Lactarius scoticus is a member of the large milk-cap genus Lactarius in the order Russulales. It is found in Europe, where it grows in peat bogs in a mycorrhizal association with birch.

==Taxonomy==
The species was first described by British mycologists Miles Joseph Berkeley and Christopher Edmund Broome in 1879. The type collection was made near Aboyne (a village located near the edge of the Scottish Highlands) in 1862; the type locality is referred to in the specific epithet scoticus (Scotland).

==Description==
The cap is initially convex before developing a central depression, sometimes becoming funnel-shaped, and reaches diameters of 1.4–6 cm. The cap surface is smooth overall and dry, but sometimes has small cracks in the center, and an increasingly felt-like texture moving towards the margin, which is usually fringed with 1–2-mm long hairs. The colour is initially pale cream to whitish, later becoming pale pinkish-buff to cream, with a more yellowish to yellowish-brown centre. The crowded gills have an adnate to decurrent attachment to the stipe. Whitish to pale pinkish-buff in colour, they are sometimes forked near the stipe attachment. The stipe measures 2.0–7.5 cm long by 0.4–1 cm in diameter, and is either cylindrical to slightly club-shaped. It has a smooth to finely felty surface with a light cream to pinkish-buff colour. The flesh is similar in colour to the outer surfaces; it has an acrid taste and an acidic to fruity odour. The sparse latex is white and has an immediately acrid taste.
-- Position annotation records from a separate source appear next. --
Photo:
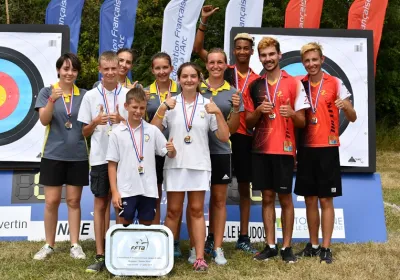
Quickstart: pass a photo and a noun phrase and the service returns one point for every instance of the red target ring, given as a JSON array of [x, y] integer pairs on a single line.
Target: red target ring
[[9, 95]]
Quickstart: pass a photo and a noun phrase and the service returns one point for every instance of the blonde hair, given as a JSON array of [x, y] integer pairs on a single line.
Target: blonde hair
[[269, 42], [313, 46]]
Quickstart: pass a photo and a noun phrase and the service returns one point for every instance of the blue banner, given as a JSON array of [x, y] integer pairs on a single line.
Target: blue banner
[[67, 12]]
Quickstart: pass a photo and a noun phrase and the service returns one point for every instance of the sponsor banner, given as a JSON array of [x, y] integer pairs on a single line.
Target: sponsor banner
[[66, 12], [15, 220], [179, 30], [303, 13], [241, 13]]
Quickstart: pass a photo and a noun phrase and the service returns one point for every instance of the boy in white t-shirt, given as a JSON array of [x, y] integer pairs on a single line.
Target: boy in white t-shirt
[[131, 161]]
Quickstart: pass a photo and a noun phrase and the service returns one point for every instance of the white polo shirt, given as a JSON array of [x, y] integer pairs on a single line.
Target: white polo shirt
[[121, 150], [90, 109], [195, 155]]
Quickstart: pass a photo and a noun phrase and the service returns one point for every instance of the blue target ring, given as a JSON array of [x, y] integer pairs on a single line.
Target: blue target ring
[[25, 93], [29, 82]]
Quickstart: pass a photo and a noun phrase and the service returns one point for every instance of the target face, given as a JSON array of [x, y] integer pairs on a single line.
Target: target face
[[349, 57], [20, 81]]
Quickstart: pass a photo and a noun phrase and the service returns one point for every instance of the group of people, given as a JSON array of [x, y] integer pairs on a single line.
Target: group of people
[[184, 136]]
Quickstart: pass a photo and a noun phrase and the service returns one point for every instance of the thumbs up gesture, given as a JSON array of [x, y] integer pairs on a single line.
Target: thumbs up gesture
[[171, 148], [340, 104], [171, 102], [265, 107], [236, 101], [286, 110]]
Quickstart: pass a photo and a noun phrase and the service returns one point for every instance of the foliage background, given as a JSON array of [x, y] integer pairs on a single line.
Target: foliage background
[[147, 40]]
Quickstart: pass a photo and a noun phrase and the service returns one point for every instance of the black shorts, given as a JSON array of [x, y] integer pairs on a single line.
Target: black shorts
[[273, 172], [160, 169], [58, 173], [145, 207], [221, 170], [241, 157], [99, 182], [318, 172]]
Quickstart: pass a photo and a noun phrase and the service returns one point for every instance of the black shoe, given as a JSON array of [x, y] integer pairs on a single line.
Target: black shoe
[[288, 256], [266, 254], [325, 256], [309, 251]]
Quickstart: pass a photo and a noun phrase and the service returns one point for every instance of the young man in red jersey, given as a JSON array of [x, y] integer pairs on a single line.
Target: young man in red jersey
[[318, 169]]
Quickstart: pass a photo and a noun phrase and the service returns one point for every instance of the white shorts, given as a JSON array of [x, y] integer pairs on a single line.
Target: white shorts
[[186, 180]]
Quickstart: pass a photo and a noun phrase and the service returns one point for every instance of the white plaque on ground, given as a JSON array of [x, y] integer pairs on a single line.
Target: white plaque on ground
[[139, 250]]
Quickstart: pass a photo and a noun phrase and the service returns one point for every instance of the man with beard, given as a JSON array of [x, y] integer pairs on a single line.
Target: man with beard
[[318, 170], [269, 110], [238, 76]]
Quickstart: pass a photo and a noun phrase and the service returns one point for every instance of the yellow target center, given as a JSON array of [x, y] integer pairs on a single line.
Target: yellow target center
[[3, 96]]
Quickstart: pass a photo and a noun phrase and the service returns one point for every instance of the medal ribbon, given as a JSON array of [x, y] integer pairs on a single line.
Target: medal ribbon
[[159, 93], [69, 111], [237, 80], [188, 123], [275, 91], [138, 152], [314, 106]]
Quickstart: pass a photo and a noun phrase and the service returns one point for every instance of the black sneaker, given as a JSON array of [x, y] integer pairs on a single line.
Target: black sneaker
[[266, 254], [209, 246], [288, 256], [309, 251], [325, 256]]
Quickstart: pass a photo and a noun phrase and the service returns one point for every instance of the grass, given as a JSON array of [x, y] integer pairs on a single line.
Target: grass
[[352, 261]]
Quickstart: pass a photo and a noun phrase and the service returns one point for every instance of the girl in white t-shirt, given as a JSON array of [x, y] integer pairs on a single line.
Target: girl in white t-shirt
[[189, 122]]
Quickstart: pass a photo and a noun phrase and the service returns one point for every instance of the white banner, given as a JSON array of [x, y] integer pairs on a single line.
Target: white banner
[[179, 30], [241, 13]]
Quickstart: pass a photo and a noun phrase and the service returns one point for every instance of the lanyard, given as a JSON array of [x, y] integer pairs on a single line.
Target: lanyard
[[138, 152], [189, 123], [275, 91]]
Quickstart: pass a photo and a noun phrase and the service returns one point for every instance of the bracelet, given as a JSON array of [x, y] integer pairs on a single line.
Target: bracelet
[[201, 22], [165, 103], [159, 116]]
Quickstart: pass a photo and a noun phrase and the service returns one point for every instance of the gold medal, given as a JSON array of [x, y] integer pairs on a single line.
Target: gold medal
[[68, 125]]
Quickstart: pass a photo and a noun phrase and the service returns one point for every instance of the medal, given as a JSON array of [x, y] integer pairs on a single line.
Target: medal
[[237, 80], [138, 148], [68, 125], [188, 139], [189, 122], [314, 120], [275, 91]]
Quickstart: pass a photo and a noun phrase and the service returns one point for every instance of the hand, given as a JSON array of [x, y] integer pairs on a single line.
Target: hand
[[212, 108], [101, 118], [170, 146], [340, 104], [117, 201], [236, 101], [208, 10], [265, 107], [286, 110], [56, 93], [170, 101], [115, 117]]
Lactarius scoticus mushrooms produce a pale cream spore print. Spores are ellipsoid in shape, measuring on average 6.5–6.9 by 4.9–5.0 μm. The spore surface features warts and ridges up to 0.5 μm high that are connected by thin ridges to form an incomplete reticulum. The basidia (spore-bearing cells) are cylindrical to club-shaped, four-spored, and measure 30–45 by 7–9 μm.

==Habitat and distribution==
Lactarius scoticus is found in European peat bogs, where is grows in a mycorrhizal association with birch species. Fruiting occurs from July to October.